‘Like a repeat of last year’: Game-ending 9-0 run lifts Badin to girls basketball district final

Rams advance to Division II district finals
Badin’s Jada Pohlen scored a team-high 14 points Monday night in the Rams' win over Fenwick in the Division II district semifnals. FILE PHOTO

Badin’s Jada Pohlen scored a team-high 14 points Monday night in the Rams' win over Fenwick in the Division II district semifnals. FILE PHOTO

Fenwick, of all teams, should have known no lead was safe against rival Badin, especially in a postseason high school girls basketball game.

The Rams were playing catchup for most of the night but rallied with a 9-0 run over the final two minutes to beat their Greater Catholic League Co-Ed foes 39-36 on Monday in a Division II district semifinal at Middletown’s Wade E. Miller Arena.

For Fenwick (14-11), it was a disappointing deja’ vu of last year when Badin came back to beat the Falcons one round earlier. Once again, Badin (16-9) moves on instead, this time advancing to a district final for the first time since 2017 and the first time in Division II since 2004.

“I guess it was just kind of like a repeat of last year,” Badin junior Jada Pohlen said. “We don’t give up, we have heart.
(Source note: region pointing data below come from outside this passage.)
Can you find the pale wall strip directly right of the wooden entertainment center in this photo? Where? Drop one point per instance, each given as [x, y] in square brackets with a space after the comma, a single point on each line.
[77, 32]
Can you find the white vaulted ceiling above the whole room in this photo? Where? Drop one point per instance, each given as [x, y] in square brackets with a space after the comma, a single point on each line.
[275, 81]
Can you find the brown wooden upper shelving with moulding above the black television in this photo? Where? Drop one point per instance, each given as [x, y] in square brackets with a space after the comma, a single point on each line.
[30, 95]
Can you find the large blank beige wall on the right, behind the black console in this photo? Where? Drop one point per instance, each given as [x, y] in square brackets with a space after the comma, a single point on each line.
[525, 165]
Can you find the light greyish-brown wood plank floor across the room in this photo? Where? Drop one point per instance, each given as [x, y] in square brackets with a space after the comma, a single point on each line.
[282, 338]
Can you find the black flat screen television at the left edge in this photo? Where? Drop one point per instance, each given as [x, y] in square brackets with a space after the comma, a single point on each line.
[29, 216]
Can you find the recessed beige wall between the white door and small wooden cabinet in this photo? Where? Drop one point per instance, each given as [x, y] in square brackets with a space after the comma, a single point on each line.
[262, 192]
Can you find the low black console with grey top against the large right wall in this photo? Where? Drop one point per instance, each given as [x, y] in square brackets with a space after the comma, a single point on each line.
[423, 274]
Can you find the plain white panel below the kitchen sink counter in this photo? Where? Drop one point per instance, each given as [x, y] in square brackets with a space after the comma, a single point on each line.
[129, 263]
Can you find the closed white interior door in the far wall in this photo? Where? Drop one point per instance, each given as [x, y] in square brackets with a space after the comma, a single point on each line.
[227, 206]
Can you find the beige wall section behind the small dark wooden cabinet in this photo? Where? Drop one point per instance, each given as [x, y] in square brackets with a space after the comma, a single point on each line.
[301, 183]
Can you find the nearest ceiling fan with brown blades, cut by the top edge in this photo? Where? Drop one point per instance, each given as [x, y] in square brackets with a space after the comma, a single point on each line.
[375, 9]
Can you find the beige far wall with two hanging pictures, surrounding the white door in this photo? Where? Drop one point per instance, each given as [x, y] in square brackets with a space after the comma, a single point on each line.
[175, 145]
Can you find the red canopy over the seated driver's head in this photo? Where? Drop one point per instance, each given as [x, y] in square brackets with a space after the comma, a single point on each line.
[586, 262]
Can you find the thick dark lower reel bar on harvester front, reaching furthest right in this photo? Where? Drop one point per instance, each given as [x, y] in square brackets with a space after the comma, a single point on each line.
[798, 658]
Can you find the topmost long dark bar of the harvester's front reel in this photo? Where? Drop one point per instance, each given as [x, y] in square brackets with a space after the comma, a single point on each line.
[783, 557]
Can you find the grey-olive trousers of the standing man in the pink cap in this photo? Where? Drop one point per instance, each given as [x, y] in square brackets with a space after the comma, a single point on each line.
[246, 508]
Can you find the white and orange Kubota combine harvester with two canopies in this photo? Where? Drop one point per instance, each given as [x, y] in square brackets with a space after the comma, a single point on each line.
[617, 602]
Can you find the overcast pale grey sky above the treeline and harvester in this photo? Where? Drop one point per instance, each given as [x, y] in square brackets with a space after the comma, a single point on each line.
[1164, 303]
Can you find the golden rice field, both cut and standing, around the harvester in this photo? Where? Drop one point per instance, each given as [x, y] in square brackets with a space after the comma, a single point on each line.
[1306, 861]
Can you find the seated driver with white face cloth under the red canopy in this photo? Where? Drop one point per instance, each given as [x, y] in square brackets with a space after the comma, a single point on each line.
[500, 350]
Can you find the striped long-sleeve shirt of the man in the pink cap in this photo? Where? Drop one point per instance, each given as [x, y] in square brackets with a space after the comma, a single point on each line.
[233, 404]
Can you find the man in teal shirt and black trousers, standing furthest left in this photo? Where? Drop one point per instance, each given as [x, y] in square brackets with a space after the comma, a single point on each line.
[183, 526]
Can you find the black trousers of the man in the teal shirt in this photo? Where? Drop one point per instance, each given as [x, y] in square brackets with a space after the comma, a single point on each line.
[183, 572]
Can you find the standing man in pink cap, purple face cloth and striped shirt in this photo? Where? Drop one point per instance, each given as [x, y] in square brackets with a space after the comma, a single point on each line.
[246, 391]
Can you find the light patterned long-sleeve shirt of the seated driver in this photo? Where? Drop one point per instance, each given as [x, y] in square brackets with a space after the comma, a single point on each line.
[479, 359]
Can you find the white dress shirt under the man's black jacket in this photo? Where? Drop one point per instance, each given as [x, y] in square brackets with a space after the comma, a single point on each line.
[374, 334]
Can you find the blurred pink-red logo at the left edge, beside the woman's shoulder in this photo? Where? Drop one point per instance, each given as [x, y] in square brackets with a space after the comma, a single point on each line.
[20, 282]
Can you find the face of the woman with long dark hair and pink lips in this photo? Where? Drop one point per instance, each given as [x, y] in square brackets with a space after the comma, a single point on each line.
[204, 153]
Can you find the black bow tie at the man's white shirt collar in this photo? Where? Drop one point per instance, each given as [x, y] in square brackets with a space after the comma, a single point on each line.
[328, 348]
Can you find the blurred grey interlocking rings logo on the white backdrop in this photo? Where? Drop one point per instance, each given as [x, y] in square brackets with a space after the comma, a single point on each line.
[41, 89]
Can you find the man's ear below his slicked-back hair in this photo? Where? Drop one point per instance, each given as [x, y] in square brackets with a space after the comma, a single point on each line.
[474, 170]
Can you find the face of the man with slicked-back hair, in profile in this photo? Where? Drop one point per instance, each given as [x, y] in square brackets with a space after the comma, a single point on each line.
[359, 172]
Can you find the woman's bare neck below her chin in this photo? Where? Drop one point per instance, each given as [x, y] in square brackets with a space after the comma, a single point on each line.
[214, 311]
We had to dig in and we just wanted it more in the end I guess. ... I haven’t been to the district finals since I’ve been at Badin so it feels pretty good.”

The Falcons seemed to established control in the second quarter with the help of an 8-2 run that gave them a 25-19 advantage going into halftime, and the game appeared in hand when Emily Adams made a jump shot to put Fenwick up 36-30 with 2:39 left. At that point, Badin had gone four minutes without a bucket.

A pair of free throws from Mahya Lindesmith ended the Rams’ drought moments later, and suddenly a flurry of activity put them right back in the hunt -- with the help of some solid defense. Pohlen made it a two-point game with 50 seconds left, Fenwick turned it over on the in-bound play against a smothering press with Erin Beeber picking up the steal, and Lindesmith immediately scored to tie the game.

“The girls didn’t quit,” Badin coach Tom Sunderman said. “The last film I watched today before I left was our game last year against them. I told the girls this is almost the exact minute when I called a timeout -- I said it was 4-something to go in the game last year and we were down 29-22 and came back to win. We’ve got to believe to repeat what we did last year and just play it possession by possession.”

That’s where it unraveled for Fenwick.

After the tying bucket dropped for Badin, Adams retrieved the ball and threw it down on the court in frustration so hard it bounced back over her head, costing her team a technical foul. Lizzy Meyer stepped up to the line by herself in a pressure situation and made both free throws and with Badin getting possession back on the in-bound, Adams was forced to foul for the fifth time to stop the clock, removing Fenwick’s only second-half scorer from the game with 28.3 seconds left.

Meyer made the second of her two free throws in a double bonus situation, and the Falcons’ final shot after a timeout at the 16-second mark bounced off the rim and into Badin’s possession to essentially end the game.

“Stupid fouls, a technical foul, turned the ball over – we had some calls that didn’t go our way, and we just couldn’t get over it,” Fenwick coach Scott Dalton said. “The technical hurt us, charge call hurt us, but that’s the way the game of basketball is.”

“It’s high school,” Dalton added. “Kids are going to make mistakes. We’re not going to point fingers. We’ll just get back after it next year and try to learn from this game. We’re going to miss Emily tremendously and Rachel (Tebbe), but we’ve got a lot of underclassmen, so that’s going to help us.”

Adams, who will play for the Air Force Academy next year, led all scorers with 24 points and completed the double-double with 12 rebounds, while Pohlen paced the Rams with 14 points and Beeber had 11, including nine in a back-and-forth early portion of the second quarter.

The Rams have now won nine of their last 10 and prepare to face GCLC champion Roger Bacon – the only team to beat them in that stretch – in the district final Saturday at Mason.

“It used to be a bad season if we didn’t get to districts,” Sunderman said. “Now, that we’re in D-2, we’re just hoping to get there. It’s got to get back to being an every year thing and that’s got to be the goal at minimum.”